Direktur Merger KPPU Taufik Aryanto mengatakan, idealnya, beban tambahan top up uang elektronik tersebut dibagi-bagi juga kepada operator, bahkan pemerintah. Bukan hanya kepada konsumen.
"Paket terbaiknya, ada yang ditanggung pemerintah dalam bentuk PSO (Public Service Obligation), ada yang dibebankan ke konsumen tapi kecil. Mungkin hanya seperempat atau seperlima," ujar Taufik usai menjadi narasumber dalam acara diskusi di Cikini, Jakarta Pusat, Sabtu (16/9/2017).
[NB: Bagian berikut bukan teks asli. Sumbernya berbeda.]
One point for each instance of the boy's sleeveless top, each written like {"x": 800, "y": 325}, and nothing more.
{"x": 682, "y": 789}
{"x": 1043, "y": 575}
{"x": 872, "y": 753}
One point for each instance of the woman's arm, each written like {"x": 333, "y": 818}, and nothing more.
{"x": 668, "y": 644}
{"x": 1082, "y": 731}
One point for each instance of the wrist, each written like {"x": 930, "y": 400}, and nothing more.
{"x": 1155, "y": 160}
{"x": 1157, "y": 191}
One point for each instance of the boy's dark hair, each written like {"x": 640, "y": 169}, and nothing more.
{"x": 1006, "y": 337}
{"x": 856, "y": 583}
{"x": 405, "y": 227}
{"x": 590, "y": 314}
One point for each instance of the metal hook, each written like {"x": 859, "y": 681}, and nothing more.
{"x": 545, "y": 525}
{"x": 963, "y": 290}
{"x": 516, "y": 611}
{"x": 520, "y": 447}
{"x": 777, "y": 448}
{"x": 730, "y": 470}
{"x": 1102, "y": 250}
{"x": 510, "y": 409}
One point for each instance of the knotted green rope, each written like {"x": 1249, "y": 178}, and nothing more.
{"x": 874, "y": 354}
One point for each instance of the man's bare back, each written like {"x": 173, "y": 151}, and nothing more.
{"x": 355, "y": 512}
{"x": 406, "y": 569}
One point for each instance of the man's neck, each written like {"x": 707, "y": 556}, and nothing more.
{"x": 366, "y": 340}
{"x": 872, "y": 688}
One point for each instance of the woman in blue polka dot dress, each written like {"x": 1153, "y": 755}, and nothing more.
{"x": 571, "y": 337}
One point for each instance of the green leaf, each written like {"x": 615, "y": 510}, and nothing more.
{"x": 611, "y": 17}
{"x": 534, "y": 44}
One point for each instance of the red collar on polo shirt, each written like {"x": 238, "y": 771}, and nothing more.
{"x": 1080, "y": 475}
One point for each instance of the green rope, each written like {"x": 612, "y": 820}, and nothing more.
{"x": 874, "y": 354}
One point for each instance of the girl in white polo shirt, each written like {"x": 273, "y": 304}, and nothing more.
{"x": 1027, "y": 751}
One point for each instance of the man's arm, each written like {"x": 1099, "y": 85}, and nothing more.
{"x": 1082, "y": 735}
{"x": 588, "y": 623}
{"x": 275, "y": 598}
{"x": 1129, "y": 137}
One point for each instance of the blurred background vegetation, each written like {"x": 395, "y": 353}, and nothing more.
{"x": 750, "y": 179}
Public Service Obligation adalah kebijakan pemerintah kepada perusahaan, umumnya BUMN, untuk memberikan subsidi dalam jumlah tertentu pada sektor pelayanan publik. Apalagi, per 31 Oktober 2017 mendatang, pemerintah mewajibkan penggunaan kartu elektronik (e card) untuk pembayaran di gerbang tol. Pasti, kebutuhan uang elektronik beserta aktivitas top up akan meningkat secara tajam.
Taufik menyebutkan, KPPU belum diajak komunikasi oleh Bank Indonesia (BI) terkait pembebanan biaya tambahan saat top up uang elektronik itu. "Kami belum dilibatkan dalam diskusi biaya top up. Kalau kami diajak diskusi, akan kasih masukan bahwa biaya operasional dan maintenance e toll jangan 100 persen dibebankan kepada konsumen. Paling tidak dibagi, ada yang ke konsumen, ada yang beban operator dan pemerintah," ujar dia.
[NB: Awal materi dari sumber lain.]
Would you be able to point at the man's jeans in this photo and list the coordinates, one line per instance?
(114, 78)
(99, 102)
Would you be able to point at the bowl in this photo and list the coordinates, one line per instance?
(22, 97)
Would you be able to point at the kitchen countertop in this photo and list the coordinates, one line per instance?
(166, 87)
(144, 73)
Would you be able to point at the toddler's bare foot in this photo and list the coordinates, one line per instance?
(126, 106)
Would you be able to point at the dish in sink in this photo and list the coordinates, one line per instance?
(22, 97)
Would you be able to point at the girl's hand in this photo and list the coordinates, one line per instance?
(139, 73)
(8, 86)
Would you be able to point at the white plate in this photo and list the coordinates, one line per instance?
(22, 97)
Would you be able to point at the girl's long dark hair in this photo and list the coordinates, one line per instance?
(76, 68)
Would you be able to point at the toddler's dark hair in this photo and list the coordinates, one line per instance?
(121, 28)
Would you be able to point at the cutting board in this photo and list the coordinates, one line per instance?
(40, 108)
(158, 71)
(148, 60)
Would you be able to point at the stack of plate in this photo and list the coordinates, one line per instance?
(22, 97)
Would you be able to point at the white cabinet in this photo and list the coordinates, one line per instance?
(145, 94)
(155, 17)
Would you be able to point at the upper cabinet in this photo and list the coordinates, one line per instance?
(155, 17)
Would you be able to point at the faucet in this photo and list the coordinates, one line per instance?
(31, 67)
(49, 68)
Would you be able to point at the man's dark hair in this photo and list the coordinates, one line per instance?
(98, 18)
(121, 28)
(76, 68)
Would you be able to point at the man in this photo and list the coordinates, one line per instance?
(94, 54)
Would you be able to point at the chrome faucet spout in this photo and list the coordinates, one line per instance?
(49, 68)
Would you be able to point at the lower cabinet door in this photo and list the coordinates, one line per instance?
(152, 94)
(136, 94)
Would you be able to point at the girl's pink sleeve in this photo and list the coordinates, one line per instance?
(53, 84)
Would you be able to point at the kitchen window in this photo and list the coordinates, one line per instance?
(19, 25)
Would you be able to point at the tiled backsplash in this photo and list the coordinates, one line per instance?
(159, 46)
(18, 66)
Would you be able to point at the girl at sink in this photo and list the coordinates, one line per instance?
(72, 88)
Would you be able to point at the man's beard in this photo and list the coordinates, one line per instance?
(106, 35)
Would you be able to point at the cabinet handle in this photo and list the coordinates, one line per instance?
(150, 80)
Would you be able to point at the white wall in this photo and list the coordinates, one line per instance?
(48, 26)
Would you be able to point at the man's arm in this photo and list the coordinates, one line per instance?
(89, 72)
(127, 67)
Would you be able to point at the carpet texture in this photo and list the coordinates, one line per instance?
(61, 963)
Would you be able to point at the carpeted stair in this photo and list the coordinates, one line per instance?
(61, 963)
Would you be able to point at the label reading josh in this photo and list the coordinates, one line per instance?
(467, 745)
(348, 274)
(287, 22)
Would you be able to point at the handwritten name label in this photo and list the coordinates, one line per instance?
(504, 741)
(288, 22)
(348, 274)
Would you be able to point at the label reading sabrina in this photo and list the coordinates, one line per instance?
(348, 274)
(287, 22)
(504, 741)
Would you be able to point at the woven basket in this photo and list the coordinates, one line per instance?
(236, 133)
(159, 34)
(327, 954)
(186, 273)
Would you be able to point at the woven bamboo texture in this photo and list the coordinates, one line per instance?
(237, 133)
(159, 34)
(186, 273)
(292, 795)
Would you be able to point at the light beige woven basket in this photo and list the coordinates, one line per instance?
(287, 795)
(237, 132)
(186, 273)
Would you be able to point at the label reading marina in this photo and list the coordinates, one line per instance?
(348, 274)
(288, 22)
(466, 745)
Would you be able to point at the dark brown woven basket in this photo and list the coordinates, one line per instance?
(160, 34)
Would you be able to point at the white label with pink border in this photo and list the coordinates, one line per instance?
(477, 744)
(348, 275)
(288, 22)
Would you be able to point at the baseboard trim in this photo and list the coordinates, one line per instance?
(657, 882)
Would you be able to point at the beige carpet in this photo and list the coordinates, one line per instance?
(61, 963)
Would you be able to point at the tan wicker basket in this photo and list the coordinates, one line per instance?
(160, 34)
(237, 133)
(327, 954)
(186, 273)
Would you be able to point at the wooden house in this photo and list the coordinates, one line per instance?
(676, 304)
Selain itu, KPPU berharap, ke depan akan lebih banyak lagi lembaga, baik perbankan atau non perbankan yang diberikan izin untuk menerbitkan uang elektronik.
"Jadi, paling tidak konsumen punya pilihan. Jangan sampai kita nasabah bank A, karena bank-nya enggak masuk, mau enggak mau terpaksa harus beli dari yang lain," ujar dia.